There is a flip side, however. Per the coupon, no AGR or Rail points are earned for the companion and for the person who paid for their trip. That means it doesn't do you any good if you need those points to qualify for status next year. Now it actually isn't terrible when you consider that a $300 trip would only mean forfeiting 600 or perhaps a few more railpoints for both you and your companion....the cost savings would outweigh that. However, it could be potentially more if they had a double or triple point promo running at the same time.

Now those coupons really hurt those on the NE Corridor who may use for Acela--since they would perhaps only save $100-$150 dollars but would lose a ton of AGR points for both them and their companion.


----------



## PRR 60 (Dec 27, 2007)

diesteldorf said:


> ...Now those coupons really hurt those on the NE Corridor who may use for Acela--since they would perhaps only save $100-$150 dollars but would lose a ton of AGR points for both them and their companion.


The companion coupons are not valid for Acela travel. They are for "Coach" only and Acela only offers Business and First.


----------



## AlanB (Dec 27, 2007)

The Metropolitan said:


> Particularly for the last reason, Select Plus is of no big deal to me - the Companion vouchers are nice, but not worth spending extra moolah to get. The Bonus Points received are the same as those in Select from what I hear, and lounge access is not that great - particularly if I'm travelling with someone not so blessed.


Metro,

The bonus points for Select + are 50%, not 25% like they are for Select so there is a difference.
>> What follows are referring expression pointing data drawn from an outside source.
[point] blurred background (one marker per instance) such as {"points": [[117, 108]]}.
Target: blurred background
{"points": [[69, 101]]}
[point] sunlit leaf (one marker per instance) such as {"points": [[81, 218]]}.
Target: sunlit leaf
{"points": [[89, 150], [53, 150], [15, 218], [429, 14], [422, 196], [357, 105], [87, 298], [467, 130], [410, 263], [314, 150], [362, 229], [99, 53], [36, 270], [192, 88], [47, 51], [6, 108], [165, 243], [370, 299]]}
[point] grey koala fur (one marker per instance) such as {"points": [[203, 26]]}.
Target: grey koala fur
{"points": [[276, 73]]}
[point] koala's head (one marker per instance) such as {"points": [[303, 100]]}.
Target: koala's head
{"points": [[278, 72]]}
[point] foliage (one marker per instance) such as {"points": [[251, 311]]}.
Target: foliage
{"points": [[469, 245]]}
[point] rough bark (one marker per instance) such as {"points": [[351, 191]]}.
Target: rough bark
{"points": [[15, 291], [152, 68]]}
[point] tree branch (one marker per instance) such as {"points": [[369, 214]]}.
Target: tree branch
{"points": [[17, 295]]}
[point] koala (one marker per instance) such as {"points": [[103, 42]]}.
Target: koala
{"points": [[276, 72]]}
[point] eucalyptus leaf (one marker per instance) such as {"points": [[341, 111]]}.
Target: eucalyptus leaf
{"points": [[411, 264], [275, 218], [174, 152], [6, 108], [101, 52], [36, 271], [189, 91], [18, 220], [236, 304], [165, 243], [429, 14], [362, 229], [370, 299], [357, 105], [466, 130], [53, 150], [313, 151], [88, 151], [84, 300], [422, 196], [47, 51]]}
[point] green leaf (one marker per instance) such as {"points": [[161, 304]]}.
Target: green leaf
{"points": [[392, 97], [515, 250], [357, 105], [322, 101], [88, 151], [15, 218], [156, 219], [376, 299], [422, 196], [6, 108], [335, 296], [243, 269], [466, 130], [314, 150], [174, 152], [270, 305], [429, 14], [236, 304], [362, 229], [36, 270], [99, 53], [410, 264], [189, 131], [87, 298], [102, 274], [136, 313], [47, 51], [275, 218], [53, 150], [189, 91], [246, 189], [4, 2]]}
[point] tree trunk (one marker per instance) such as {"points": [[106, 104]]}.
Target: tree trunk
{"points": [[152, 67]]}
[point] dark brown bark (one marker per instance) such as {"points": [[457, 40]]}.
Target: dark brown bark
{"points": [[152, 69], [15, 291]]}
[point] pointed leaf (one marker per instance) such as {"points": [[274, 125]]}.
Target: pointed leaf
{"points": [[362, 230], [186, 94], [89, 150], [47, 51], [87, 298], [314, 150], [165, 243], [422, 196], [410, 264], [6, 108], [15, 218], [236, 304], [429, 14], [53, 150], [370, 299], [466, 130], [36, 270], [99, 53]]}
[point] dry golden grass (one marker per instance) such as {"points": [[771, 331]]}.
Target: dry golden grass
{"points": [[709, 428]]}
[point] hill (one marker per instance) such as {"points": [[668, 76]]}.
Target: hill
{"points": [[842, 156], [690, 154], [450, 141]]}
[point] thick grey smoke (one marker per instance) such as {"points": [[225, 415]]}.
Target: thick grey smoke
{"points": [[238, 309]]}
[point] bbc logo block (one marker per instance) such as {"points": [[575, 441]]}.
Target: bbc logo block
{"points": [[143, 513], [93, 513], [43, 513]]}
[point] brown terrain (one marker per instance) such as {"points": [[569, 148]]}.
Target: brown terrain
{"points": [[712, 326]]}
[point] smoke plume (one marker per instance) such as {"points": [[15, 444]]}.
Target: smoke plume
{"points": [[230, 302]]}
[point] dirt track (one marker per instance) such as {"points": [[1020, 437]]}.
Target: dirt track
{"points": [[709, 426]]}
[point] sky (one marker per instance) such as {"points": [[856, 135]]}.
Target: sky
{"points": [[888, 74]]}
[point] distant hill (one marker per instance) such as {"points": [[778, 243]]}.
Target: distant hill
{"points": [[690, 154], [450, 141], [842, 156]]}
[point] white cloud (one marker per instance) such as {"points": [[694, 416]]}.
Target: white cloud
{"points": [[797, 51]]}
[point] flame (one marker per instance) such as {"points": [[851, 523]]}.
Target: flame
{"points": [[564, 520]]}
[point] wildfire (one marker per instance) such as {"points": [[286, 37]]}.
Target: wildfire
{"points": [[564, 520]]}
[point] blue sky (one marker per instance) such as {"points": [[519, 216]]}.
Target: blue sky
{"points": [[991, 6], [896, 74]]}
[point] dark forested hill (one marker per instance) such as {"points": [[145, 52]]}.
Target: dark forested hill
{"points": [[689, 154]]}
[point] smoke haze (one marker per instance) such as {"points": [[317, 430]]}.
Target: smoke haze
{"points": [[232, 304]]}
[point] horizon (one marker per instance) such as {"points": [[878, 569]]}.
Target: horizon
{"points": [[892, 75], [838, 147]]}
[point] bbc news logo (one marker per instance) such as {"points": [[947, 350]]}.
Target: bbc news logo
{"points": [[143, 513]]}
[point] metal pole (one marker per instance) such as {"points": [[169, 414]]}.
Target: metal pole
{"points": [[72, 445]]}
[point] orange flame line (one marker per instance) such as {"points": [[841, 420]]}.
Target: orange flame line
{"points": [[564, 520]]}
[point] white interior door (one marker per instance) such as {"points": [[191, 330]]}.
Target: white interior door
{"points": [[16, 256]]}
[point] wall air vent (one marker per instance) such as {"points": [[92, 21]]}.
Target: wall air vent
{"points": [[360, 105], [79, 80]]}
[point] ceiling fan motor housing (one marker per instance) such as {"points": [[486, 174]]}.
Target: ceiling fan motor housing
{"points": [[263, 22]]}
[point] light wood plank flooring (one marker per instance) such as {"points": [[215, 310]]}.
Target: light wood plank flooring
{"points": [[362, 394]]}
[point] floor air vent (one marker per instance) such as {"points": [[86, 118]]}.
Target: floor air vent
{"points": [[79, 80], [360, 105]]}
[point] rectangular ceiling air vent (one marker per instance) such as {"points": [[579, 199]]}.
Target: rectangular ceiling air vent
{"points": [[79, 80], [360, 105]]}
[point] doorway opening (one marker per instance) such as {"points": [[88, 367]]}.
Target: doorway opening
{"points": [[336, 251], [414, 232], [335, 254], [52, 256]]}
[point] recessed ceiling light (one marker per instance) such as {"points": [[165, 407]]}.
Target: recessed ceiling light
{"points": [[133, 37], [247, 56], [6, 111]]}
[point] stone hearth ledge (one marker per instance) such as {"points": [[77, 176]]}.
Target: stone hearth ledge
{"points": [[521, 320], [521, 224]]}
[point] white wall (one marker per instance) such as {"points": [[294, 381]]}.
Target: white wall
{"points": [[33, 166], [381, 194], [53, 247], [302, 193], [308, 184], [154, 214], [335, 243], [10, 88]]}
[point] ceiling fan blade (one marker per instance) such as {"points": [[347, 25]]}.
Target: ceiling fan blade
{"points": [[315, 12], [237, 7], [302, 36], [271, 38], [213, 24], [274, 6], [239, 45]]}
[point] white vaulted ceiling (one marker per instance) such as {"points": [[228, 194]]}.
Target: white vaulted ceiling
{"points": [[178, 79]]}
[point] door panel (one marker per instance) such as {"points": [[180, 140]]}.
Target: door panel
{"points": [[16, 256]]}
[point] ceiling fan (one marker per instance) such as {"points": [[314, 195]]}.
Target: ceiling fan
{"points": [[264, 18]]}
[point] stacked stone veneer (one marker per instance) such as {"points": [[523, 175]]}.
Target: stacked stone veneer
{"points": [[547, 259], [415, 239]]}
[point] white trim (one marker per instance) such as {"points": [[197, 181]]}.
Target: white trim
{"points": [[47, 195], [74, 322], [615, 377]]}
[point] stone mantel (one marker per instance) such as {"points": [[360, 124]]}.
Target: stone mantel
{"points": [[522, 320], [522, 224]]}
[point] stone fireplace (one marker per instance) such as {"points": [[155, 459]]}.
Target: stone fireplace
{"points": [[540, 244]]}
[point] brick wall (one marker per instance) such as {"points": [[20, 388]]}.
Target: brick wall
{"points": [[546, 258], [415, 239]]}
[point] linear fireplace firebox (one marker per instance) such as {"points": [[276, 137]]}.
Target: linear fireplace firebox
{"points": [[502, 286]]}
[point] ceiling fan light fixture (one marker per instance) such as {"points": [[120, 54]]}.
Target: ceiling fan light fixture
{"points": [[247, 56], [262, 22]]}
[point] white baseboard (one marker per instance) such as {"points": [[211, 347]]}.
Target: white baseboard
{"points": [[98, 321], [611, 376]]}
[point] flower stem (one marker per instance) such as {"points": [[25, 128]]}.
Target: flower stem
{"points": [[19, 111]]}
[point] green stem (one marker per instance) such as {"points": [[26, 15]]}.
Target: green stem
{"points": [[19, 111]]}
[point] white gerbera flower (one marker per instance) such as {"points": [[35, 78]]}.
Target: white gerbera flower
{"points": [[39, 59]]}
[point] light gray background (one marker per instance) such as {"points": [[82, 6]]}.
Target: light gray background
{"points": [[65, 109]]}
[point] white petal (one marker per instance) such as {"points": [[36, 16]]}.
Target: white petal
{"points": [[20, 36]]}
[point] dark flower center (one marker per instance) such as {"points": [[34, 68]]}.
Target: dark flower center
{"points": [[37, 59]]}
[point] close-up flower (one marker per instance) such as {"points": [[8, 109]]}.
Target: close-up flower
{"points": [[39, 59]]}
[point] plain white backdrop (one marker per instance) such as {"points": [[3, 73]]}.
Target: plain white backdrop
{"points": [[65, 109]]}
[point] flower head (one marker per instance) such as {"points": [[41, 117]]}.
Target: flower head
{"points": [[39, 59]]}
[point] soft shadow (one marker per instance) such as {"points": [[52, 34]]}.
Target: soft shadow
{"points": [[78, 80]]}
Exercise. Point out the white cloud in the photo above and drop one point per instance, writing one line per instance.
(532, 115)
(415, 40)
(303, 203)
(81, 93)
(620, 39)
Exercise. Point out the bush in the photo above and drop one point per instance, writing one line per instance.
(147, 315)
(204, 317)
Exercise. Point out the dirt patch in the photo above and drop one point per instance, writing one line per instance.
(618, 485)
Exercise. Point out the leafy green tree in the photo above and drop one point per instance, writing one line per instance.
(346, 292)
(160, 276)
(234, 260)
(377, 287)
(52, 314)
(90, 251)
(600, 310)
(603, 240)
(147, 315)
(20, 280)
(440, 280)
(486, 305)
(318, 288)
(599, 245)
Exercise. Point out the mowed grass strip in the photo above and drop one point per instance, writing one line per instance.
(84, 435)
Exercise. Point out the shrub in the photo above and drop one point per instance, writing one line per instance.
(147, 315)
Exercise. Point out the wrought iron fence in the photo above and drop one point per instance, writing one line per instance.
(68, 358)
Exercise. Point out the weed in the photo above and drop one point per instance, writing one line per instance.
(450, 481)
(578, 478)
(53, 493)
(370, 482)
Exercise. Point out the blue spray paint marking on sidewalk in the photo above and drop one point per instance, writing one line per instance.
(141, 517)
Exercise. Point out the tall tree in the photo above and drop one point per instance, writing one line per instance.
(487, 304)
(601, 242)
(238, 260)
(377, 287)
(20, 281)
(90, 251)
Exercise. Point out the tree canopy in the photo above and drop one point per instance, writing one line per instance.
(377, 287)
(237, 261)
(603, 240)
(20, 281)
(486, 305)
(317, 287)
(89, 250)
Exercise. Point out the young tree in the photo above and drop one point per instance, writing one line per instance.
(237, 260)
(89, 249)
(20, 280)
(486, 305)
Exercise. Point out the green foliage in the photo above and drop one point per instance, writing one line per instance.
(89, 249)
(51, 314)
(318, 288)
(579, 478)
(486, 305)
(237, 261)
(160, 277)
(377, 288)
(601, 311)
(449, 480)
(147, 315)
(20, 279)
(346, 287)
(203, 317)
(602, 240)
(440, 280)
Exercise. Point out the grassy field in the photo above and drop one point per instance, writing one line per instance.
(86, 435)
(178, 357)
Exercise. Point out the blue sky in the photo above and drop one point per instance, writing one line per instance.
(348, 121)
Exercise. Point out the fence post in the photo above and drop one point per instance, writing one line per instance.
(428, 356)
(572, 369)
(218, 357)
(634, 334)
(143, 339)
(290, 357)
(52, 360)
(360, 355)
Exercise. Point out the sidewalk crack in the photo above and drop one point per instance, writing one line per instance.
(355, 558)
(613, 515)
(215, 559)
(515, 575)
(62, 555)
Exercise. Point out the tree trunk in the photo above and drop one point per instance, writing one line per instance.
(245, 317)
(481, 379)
As for the lounge access, it's not terrible. I've used it many times for various reasons. And you are allowed to bring in all members of your immediate family, or one non-family guest with you.


----------



## diesteldorf (Dec 28, 2007)

PRR 60 said:


> diesteldorf said:
> 
> 
> > ...Now those coupons really hurt those on the NE Corridor who may use for Acela--since they would perhaps only save $100-$150 dollars but would lose a ton of AGR points for both them and their companion.
> ...



I apologize if I was mistaken. However, I always thought the companion coupons were valid on Acela for Business Class----basically a fancy word for Coach on the Acela. Since AGR mainly caters to those in the NE Corridor, I would also think they would allow redemption on Acela. Regardless, the loss of the AGR points may make someone reconsider.


----------



## wayman (Dec 28, 2007)

diesteldorf said:


> I apologize if I was mistaken. However, I always thought the companion coupons were valid on Acela for Business Class----basically a fancy word for Coach on the Acela. Since AGR mainly caters to those in the NE Corridor, I would also think they would allow redemption on Acela. Regardless, the loss of the AGR points may make someone reconsider.


For me, I believe the companion-coupon-decision will involve weighing "not getting a few hundred AGR" against "convincing a friend to travel with me, possibly taking the train for the first time, or at the very least accruing plenty of karma". The latter is definitely worth it for me.


----------



## rtabern (Jan 3, 2008)

I've had Select Plus the past 2 years... and love it. The main perk, in my eyes, (being a single guy... who travels without a companion most of the time... and lives close to Chicago) is the FREE Metropolitan Lounge access you get.

If I'm in downtown Chicago for whatever reason (even non-train related) --- knowing you have a place you can relax, get a snack or drink, and have a clean bathroom... is very nice.

I use the lounge even when I just take the Metra commuter train downtown to meet friends for lunch or whatever. If I have an hour to wait until the next Metra, I'd rather spend it in the lounge with free snacks and drinks than standing at the gate.

I also go on day train-trips out of Chicago 2 or 3 weekends a month. And with the lounge access, you get to board at the same time as the sleeping car passengers on the long-distance trains... which pretty much means you get your pick of coach seats most of time. No lines. You are almost always guaranteed a window seat if you want... which is a nice side-perk too of it.

Saying all that, I wouldn't spend $2,500 or $5,000 a year just to get select plus.

How do I manage 10,000 rail points? Well, I usually go on 2 week-long LD Amtrak trips a year in a sleeper. That there usually earns me about 3,000 points right there. Then my weekend day trips 2 times a month (with each RT costing me around $35, but earning 200 points because of the 100 point minimum) earns me another almost 5,000 points there. So, we're upto 8,000.

Then to make up the difference towards the end of the year, I will do small segment trips to get the other 2,000 or less I need.

Milwaukee Airport-Milwaukee-Milwaukee Airport (RT) is $14, but you get 200 points.

SO... to get 2,000 rail points... you'd only need to spend $140.

To me, $140 IS worth the perk of using the lounge for the whole year.


----------